For four months, vital areas of business and commerce remained closed across Ontario, in an attempt to enforce social distancing and curtail the spread of COVID-19.  During this period, popular facilities such as Caesars Windsor, Enwin Utilities, Windsor International Airport and Detroit-Windsor tunnel have remained shut.

The Cost of the Shutdown

Four months following the lockdown, the cost of shutting down the economy is becoming apparent. Windsor City Council projects losing over CA$36 million in total lost revenue during 2020.  The city has had to tighten its belt and, so far, has placed CA$15,4 million aside to meet safety and security expectations of the community.

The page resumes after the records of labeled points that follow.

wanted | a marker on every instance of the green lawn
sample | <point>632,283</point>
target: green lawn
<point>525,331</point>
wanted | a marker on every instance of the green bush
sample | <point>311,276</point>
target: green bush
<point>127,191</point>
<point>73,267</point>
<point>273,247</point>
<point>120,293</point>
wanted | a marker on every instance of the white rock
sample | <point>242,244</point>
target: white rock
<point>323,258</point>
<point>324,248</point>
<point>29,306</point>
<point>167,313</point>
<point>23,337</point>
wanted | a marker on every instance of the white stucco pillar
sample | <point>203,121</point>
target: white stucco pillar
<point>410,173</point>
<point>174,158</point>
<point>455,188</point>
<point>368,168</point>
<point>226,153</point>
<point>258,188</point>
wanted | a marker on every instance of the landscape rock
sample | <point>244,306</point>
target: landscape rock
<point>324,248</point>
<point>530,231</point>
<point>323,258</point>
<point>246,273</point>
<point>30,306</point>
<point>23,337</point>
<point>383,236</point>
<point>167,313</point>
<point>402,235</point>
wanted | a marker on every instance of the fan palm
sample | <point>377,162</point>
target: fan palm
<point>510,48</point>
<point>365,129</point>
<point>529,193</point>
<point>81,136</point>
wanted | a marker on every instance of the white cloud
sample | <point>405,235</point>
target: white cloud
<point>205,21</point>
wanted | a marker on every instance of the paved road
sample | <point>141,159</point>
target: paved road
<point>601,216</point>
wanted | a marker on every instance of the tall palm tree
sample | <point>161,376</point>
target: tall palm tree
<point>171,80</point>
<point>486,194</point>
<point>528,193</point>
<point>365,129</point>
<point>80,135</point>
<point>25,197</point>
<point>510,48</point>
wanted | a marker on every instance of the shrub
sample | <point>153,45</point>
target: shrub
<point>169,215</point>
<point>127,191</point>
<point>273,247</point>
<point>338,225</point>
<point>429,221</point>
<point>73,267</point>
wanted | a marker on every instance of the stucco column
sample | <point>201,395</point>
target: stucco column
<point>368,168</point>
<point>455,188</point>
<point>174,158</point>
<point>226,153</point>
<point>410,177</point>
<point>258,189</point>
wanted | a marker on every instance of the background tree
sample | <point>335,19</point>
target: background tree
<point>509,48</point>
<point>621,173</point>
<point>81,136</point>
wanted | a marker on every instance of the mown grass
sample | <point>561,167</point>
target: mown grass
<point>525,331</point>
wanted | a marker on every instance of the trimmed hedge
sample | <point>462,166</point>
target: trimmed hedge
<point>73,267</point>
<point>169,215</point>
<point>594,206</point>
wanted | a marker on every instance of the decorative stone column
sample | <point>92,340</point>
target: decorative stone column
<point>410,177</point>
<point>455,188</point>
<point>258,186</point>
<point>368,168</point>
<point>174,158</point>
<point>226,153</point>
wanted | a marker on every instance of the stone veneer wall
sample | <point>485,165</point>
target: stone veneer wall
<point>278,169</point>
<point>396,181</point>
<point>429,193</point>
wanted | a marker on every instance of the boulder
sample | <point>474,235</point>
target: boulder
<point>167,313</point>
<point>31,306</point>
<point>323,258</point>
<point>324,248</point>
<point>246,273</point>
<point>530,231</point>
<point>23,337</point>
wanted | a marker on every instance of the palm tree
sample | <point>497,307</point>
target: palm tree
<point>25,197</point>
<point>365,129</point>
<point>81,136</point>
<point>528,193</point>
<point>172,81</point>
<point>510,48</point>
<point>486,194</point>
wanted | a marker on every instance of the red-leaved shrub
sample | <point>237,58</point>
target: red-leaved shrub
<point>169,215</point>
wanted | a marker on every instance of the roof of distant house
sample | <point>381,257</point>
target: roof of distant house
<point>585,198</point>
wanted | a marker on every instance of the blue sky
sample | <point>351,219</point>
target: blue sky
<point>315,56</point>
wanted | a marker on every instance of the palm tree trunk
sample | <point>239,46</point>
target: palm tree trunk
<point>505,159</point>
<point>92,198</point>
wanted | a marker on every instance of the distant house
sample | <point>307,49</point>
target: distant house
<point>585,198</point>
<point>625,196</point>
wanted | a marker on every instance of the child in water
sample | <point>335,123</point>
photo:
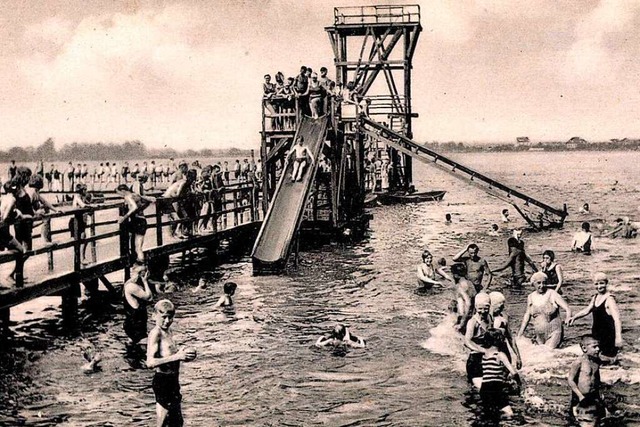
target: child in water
<point>341,335</point>
<point>587,405</point>
<point>494,388</point>
<point>164,356</point>
<point>226,299</point>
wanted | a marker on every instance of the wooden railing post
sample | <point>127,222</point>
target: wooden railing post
<point>235,207</point>
<point>46,235</point>
<point>94,256</point>
<point>124,244</point>
<point>158,222</point>
<point>77,243</point>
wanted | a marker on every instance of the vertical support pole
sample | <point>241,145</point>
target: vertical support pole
<point>5,319</point>
<point>46,234</point>
<point>94,258</point>
<point>124,245</point>
<point>235,207</point>
<point>69,304</point>
<point>158,223</point>
<point>77,243</point>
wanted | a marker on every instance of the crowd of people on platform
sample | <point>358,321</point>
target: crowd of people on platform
<point>494,358</point>
<point>311,94</point>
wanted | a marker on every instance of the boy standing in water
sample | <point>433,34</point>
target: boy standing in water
<point>163,355</point>
<point>584,379</point>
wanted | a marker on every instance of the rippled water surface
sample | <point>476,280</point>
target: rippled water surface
<point>258,367</point>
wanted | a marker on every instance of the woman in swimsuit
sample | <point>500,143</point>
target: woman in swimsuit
<point>477,326</point>
<point>543,309</point>
<point>606,328</point>
<point>553,271</point>
<point>427,273</point>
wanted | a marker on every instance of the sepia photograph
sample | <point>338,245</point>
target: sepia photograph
<point>297,213</point>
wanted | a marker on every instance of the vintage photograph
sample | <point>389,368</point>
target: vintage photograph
<point>299,213</point>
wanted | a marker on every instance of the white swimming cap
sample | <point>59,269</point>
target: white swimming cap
<point>538,276</point>
<point>496,298</point>
<point>482,299</point>
<point>599,276</point>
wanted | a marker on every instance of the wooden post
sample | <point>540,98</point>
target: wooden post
<point>124,245</point>
<point>158,223</point>
<point>77,244</point>
<point>69,305</point>
<point>5,319</point>
<point>235,207</point>
<point>46,234</point>
<point>94,257</point>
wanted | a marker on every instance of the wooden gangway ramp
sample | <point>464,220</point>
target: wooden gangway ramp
<point>538,214</point>
<point>56,265</point>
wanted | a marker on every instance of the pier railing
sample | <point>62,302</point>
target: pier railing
<point>107,243</point>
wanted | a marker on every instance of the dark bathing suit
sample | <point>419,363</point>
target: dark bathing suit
<point>135,320</point>
<point>603,329</point>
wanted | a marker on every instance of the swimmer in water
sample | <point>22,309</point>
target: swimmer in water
<point>226,300</point>
<point>427,274</point>
<point>465,293</point>
<point>501,323</point>
<point>607,327</point>
<point>587,404</point>
<point>477,327</point>
<point>543,306</point>
<point>163,356</point>
<point>583,240</point>
<point>340,335</point>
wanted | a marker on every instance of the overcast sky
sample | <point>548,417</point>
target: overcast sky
<point>188,74</point>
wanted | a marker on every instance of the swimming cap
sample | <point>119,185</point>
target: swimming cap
<point>482,299</point>
<point>600,276</point>
<point>538,276</point>
<point>496,298</point>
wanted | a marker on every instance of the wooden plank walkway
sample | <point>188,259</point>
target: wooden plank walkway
<point>56,268</point>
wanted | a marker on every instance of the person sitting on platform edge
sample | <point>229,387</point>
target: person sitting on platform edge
<point>134,220</point>
<point>300,153</point>
<point>341,336</point>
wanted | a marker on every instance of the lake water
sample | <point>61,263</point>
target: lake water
<point>258,367</point>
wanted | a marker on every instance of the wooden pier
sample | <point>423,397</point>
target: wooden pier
<point>55,267</point>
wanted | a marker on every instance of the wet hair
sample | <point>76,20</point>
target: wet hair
<point>459,269</point>
<point>585,339</point>
<point>339,331</point>
<point>493,337</point>
<point>512,242</point>
<point>550,254</point>
<point>36,182</point>
<point>11,186</point>
<point>165,306</point>
<point>230,288</point>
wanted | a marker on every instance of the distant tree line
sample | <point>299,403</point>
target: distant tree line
<point>107,151</point>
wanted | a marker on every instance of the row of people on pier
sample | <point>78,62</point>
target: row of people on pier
<point>108,175</point>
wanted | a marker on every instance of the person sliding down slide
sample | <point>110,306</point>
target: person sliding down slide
<point>300,155</point>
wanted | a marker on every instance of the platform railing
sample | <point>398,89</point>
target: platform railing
<point>380,14</point>
<point>239,206</point>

The new health regulations aimed at stemming the tide of the pandemic have also created an additional cost for the municipal budget.  According to mayor Drew Dilkens, the reality is exceeding the expectations regarding financial losses.  As a result, he has sought direct support from the provincial government to bridge any budgetary gaps. 

All the Ontario city mayors will be conducting a conversation in this regard to figure out how best to address the current situation.

Caesars Reopens, But Only Partially

Caesars Windsor is the local powerhouse of the economy, generating both municipal revenue and supporting various charitable projects.  The casino is also one of the primary employers in the region, providing stable jobs within the resort for scores of locals.

Under level three of the current reopening plan, which took effect on 18 July, all land-based casinos across Ontario have been reopened.  However, table games remain banned, and patrons can only play slots games for the time being. 

On the other side of the border, MGM Grand Detroit Casino is also preparing to swing open its doors once again.  The casino has implemented numerous safety protocols that will protect both its staff members and all the patrons from any exposure to the virus.

With the gradual reopening of the Canadian economy now in full swing, it is expected that the majority of land-based casinos across the entire country should be up and running by the beginning of September.